Bias in Estimation of a Mixture of Normal Distributions
- *Corresponding Author:
- Jane S Paulsen
Departments of Psychiatry
Neurology and Psychology
University of Iowa, Iowa City
IA, 52442, USA
Tel: 319- 353-4551
Fax: (319) 353-3003
E-mail: [email protected]
Received Date: October 04, 2013; Accepted Date: November 19, 2013; Published Date: November 23, 2013
Citation: Lourens S, Zhang Y, Long JD, Paulsen JS (2013) Bias in Estimation of a Mixture of Normal Distributions. J Biomet Biostat 4:179. doi: 10.4172/2155-6180.1000179
Copyright: © 2013 Lourens S, et al. This is an open-access article distributed under the terms of the Creative Commons Attribution License, which permits unrestricted use, distribution, and reproduction in any medium, provided the original author and source are credited.

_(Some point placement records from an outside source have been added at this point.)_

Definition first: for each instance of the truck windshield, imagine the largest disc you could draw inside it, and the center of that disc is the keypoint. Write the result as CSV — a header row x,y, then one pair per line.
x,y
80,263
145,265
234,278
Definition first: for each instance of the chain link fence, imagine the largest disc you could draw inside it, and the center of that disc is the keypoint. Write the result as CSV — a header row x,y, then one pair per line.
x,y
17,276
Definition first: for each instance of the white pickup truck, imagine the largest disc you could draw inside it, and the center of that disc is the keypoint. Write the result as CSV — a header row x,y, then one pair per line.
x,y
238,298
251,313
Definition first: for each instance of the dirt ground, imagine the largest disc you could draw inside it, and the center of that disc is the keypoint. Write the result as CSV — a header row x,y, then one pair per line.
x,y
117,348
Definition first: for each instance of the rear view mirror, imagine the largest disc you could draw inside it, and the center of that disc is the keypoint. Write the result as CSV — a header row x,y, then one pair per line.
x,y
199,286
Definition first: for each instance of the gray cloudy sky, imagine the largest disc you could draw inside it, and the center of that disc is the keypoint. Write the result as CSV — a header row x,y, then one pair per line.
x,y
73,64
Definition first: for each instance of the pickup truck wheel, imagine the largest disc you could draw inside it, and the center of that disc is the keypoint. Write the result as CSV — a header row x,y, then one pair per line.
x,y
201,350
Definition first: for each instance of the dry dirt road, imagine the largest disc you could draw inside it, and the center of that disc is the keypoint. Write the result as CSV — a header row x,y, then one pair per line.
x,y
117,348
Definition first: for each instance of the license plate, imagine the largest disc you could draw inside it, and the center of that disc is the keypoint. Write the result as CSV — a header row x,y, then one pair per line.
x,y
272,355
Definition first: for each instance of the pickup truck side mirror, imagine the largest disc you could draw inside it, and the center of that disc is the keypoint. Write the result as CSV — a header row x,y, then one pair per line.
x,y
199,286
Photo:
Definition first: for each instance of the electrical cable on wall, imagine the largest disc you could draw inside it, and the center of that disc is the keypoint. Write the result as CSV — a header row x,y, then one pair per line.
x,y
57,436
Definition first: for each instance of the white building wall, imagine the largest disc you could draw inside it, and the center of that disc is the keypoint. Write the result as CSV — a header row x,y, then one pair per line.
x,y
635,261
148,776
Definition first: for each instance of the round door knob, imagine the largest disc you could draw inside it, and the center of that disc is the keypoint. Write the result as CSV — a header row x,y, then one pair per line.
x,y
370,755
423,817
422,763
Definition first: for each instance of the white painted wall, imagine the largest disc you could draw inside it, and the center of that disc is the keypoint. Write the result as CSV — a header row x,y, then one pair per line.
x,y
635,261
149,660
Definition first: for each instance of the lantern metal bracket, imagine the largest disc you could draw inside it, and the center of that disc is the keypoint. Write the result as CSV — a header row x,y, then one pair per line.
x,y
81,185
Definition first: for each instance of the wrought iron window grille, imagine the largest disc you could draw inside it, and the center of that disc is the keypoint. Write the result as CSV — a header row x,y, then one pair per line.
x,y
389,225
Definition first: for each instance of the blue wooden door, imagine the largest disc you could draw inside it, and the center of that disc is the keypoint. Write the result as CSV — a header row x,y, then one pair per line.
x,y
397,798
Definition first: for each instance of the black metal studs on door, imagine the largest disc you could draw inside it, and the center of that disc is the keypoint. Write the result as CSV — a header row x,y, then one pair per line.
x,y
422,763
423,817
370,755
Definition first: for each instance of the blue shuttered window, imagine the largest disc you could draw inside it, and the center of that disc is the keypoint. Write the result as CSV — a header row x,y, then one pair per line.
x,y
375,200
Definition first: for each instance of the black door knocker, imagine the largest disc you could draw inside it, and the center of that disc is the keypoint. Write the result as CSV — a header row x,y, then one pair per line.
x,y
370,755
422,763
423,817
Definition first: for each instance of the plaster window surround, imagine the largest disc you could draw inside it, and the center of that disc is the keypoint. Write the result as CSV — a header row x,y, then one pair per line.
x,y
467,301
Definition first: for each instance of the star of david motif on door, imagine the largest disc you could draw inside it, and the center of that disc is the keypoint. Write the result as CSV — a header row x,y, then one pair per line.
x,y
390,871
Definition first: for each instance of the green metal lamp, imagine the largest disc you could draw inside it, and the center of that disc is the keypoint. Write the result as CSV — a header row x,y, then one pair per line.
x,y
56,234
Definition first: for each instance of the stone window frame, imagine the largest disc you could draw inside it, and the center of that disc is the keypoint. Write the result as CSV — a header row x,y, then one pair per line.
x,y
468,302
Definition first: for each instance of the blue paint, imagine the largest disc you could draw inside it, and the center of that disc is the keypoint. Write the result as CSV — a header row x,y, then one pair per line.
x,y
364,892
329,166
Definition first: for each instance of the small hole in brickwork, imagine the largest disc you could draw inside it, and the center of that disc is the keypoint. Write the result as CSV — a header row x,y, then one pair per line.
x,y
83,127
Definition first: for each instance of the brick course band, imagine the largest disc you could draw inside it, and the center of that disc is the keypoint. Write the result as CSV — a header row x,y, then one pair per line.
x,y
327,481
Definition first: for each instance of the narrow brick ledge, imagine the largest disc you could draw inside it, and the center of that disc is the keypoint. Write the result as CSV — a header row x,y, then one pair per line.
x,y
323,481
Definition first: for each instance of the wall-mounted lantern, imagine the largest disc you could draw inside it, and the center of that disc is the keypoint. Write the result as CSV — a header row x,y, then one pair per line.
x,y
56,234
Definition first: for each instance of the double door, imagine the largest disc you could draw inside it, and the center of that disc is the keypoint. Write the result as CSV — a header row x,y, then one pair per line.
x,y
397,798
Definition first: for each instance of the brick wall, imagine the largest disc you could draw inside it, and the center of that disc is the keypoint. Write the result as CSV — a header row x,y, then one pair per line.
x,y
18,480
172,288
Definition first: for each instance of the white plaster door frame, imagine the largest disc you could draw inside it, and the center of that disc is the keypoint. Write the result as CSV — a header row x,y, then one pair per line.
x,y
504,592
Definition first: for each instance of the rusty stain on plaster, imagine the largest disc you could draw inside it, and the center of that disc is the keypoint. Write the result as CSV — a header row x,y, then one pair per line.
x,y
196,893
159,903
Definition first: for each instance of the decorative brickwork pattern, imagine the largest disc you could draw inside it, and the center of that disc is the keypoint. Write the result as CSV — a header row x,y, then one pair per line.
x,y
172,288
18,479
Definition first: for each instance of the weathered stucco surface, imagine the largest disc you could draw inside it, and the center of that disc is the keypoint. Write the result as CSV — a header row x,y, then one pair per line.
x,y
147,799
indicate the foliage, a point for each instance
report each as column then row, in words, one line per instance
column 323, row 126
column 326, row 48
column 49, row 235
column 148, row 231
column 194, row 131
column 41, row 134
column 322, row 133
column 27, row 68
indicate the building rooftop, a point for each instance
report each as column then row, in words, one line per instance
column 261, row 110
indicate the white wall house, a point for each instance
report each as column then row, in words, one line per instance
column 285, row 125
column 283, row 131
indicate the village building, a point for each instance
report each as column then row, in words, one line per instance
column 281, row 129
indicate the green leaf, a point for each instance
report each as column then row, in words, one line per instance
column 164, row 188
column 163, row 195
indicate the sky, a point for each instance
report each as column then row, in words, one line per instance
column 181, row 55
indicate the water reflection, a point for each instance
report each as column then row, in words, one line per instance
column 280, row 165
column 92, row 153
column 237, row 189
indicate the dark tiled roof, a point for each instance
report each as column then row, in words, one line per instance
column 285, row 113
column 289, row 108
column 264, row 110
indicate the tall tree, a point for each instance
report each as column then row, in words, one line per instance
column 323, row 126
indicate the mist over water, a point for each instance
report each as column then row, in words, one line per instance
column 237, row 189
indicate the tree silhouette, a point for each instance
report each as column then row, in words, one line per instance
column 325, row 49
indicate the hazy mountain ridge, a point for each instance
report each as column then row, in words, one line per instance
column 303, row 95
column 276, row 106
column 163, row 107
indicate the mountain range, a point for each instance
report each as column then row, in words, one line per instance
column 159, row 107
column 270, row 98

Estimating parameters in a mixture of normal distributions dates back to the 19th century when Pearson originally considered data of crabs from the Bay of Naples. Since then, many real world applications of mixtures have led to various proposed methods for studying similar problems. Among them, maximum likelihood estimation (MLE) and the continuous empirical characteristic function (CECF) methods have drawn the most attention. However, the performance of these competing estimation methods has not been thoroughly studied in the literature and conclusions have not been consistent in published research. In this article, we review this classical problem with a focus on estimation bias. An extensive simulation study is conducted to compare the estimation bias between the MLE and CECF methods over a wide range of disparity values. We use the overlapping coefficient (OVL) to measure the amount of disparity, and provide a practical guideline for estimation quality in mixtures of normal distributions. Application to an ongoing multi-site Huntington disease study is illustrated for ascertaining cognitive biomarkers of disease progression.